When the distances calculated by the distance calculation unit 315 from the fourth camera 304 to the person 324, the person 323, the person 322, and the person 321 as the object of attention are respectively 2.5 m, 2.3 m, 2.0 m, and 0.61 m, the angles of the persons and the person as the object of attention as viewed from the fourth camera 304 are respectively −21°, 15°, 25°, and 20°, and the resolution of the fifth camera is full-HD (1920×1080), the correspondence table shown in Table 4 is referenced from the parameter information storage unit 317. Table 4 is a part of the correspondence table. In the parameter storage unit 317, the correspondence table is prepared for each of the cameras from the first camera 301 to the fourth camera 304, and the corresponding coordinates of the fifth camera 305 can be determined from all of the combinations of angle and distance. From the correspondence table, when the corresponding coordinates 332 of the fifth camera 305 are determined from the distance 330 from the fourth camera 304 to a person and the angle 331 of the person as viewed from the fourth camera 304, if the angle of the person 324 as viewed from the fourth camera 304 is −21° and the distance is 2.5 m, the corresponding point for the fifth camera 305 is at the coordinates (1666, 457); if the angle to the person 322 as viewed from the fourth camera 304 is 25° and the distance is 2.0 m, the coordinates are (270, 354). Similarly, the corresponding coordinates of the person 321 as the object of attention are the coordinates (824, 296) according to the correspondence table. This correspondence table is determined from the camera arrangement of the cameras from the first camera 301 to the fourth camera 304 and the fifth camera 305.
From the coordinates of the three points determined above, a rectangle enclosed from the coordinates (270, 296) to the coordinates (1666, 457) is enlarged vertically and horizontally by 50 pixels, producing a rectangle enclosed from the coordinates (320, 346) to the coordinates (1710, 507), which is determined as the cut-out area for the image of the fifth camera 305.

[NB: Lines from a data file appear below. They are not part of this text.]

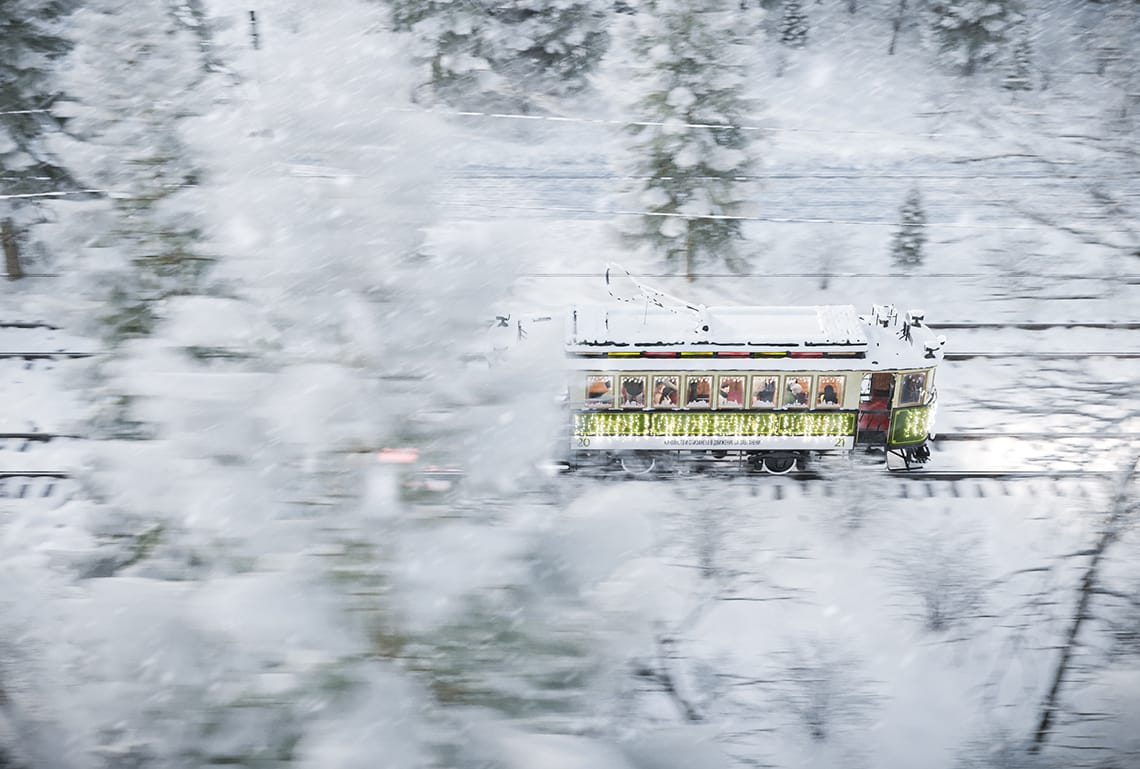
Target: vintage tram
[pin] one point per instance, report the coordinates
(654, 381)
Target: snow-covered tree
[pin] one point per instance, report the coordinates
(129, 103)
(31, 40)
(547, 47)
(506, 49)
(450, 41)
(971, 33)
(794, 24)
(690, 154)
(910, 238)
(1019, 75)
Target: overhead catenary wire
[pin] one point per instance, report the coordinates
(774, 220)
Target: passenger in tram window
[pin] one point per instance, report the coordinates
(700, 392)
(732, 392)
(633, 392)
(764, 392)
(912, 387)
(796, 392)
(666, 390)
(831, 391)
(599, 391)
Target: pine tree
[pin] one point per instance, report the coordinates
(507, 49)
(548, 47)
(908, 243)
(30, 42)
(690, 82)
(794, 25)
(971, 32)
(1019, 76)
(449, 40)
(132, 99)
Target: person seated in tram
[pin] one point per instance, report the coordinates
(766, 394)
(665, 393)
(633, 391)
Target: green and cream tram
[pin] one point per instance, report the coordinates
(771, 386)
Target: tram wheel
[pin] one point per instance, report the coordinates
(638, 464)
(780, 465)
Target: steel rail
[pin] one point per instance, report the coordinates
(982, 435)
(35, 474)
(45, 354)
(1125, 354)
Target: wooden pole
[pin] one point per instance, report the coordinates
(10, 251)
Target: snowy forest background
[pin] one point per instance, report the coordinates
(283, 228)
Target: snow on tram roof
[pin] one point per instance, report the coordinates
(833, 325)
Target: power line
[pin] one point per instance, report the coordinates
(774, 220)
(765, 276)
(56, 194)
(645, 123)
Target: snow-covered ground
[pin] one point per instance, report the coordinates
(527, 620)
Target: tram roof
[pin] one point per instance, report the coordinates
(784, 327)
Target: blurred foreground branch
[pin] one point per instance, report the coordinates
(1122, 512)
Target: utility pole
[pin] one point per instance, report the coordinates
(10, 251)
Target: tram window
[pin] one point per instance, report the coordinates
(633, 392)
(764, 391)
(831, 392)
(599, 391)
(731, 392)
(877, 386)
(698, 391)
(666, 391)
(797, 392)
(913, 387)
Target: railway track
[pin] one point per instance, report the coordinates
(1121, 354)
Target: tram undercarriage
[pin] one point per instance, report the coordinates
(646, 463)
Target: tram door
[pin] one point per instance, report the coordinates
(876, 393)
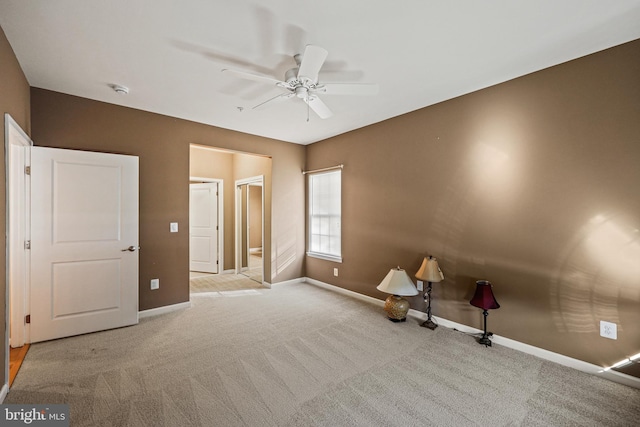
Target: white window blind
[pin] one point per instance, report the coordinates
(325, 215)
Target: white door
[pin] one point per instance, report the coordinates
(84, 241)
(203, 227)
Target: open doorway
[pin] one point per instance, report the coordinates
(249, 228)
(226, 168)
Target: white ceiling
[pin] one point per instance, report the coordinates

The stored camera image determination unit 318 determines two images as the stored camera images. First, the camera image captured by the fourth camera 304 in which a smiling face was detected is determined as a first stored image. Then, an image obtained by cutting out the cut-out area determined by the cut-out area determination unit 316 from the camera image captured by the fifth camera 305 is determined as a second stored image (step S38). In accordance with the determined results, of the five images temporarily retained in memory in the image acquisition unit 310 that have been captured by the first camera 301, the second camera 302, the third camera 303, the fourth camera 304, and the fifth camera 305, the two of the camera image of the fourth camera 304 and the camera image (after cutting-out) of the fifth camera 305 that have been determined are transferred to the image storage unit 319 and stored therein (step S39).
In the present embodiment, the two images 340 and 341 that are stored (the first stored image and the second stored image) are illustrated in
As described above, the cut-out area is determined from the fish-eye camera image in view of the positions of the persons watching the same object of attention and the position of the object of attention, an image including both the persons watching the object of attention and the object of attention can be captured.
In step S38, the cut-out area that is finally determined is based on a 50-pixels enlargement both vertically and horizontally. However, the number of the pixels for the enlargement is not necessarily required to be 50 pixels and may be freely set by the user of the image-capturing system 300 according to the present embodiment.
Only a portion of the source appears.